Der Beschuldigte wird der Rassendiskriminierung (Art. 261bis Abs. 4 StGB) schuldig gesprochen.
Der Beschuldigte veröffentlichte auf einem öffentlichen Facebook-Profil folgenden Eintrag: «drecks jude bastarde». Dadurch habe er in einem öffentlich zugänglichen und nicht einem bestimmten Personenkreis vorbehaltenen Facebook-Profil einen Inhalt mit rassistischer Ideologie veröffentlicht.
Der Beschuldigte wird der Rassendiskriminierung (Art. 261bis Abs. 4 StGB) schuldig gesprochen. Er wird mit einer Geldstrafe von 30 Tagessätzen zu je CHF 30.00, ausmachend CHF 900.00, bestraft.
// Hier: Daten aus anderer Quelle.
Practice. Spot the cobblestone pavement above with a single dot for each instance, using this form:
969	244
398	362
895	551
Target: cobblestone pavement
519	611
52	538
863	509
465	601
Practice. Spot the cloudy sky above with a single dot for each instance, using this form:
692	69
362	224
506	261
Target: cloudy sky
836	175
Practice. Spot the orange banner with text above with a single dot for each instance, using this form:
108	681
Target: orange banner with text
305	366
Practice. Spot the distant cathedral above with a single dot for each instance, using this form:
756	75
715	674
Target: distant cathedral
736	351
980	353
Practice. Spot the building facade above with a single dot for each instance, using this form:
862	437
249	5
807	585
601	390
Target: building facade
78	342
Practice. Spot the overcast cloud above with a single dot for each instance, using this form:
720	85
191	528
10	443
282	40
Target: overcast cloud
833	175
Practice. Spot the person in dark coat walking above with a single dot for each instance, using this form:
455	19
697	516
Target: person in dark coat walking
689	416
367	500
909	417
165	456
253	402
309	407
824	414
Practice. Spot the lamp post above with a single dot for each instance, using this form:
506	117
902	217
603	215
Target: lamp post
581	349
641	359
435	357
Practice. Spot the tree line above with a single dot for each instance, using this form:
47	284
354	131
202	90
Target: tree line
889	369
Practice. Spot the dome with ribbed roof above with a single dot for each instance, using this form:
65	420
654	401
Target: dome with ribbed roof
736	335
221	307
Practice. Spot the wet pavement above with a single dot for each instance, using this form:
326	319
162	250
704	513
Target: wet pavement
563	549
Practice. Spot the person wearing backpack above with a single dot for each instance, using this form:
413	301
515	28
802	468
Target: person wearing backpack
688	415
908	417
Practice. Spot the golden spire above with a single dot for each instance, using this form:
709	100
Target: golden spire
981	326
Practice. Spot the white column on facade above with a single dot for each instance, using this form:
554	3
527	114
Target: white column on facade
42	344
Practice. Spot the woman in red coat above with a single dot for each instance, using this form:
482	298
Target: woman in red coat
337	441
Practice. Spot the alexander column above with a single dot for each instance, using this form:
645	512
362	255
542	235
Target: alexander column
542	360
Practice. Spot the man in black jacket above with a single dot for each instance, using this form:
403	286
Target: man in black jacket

Der Vollzug der Geldstrafe wird aufgeschoben, unter Ansetzung einer Probezeit von 2 Jahren. Der Beschuldigte wird zudem mit einer Busse von CHF 300.00 bestraft, bei schuldhaftem Nichtbezahlen ersatzweise mit einer Freiheitsstrafe von 3 Tagen. Die Kosten des Verfahrens im Umfang von CHF 800.00 werden dem Beschuldigten auferlegt.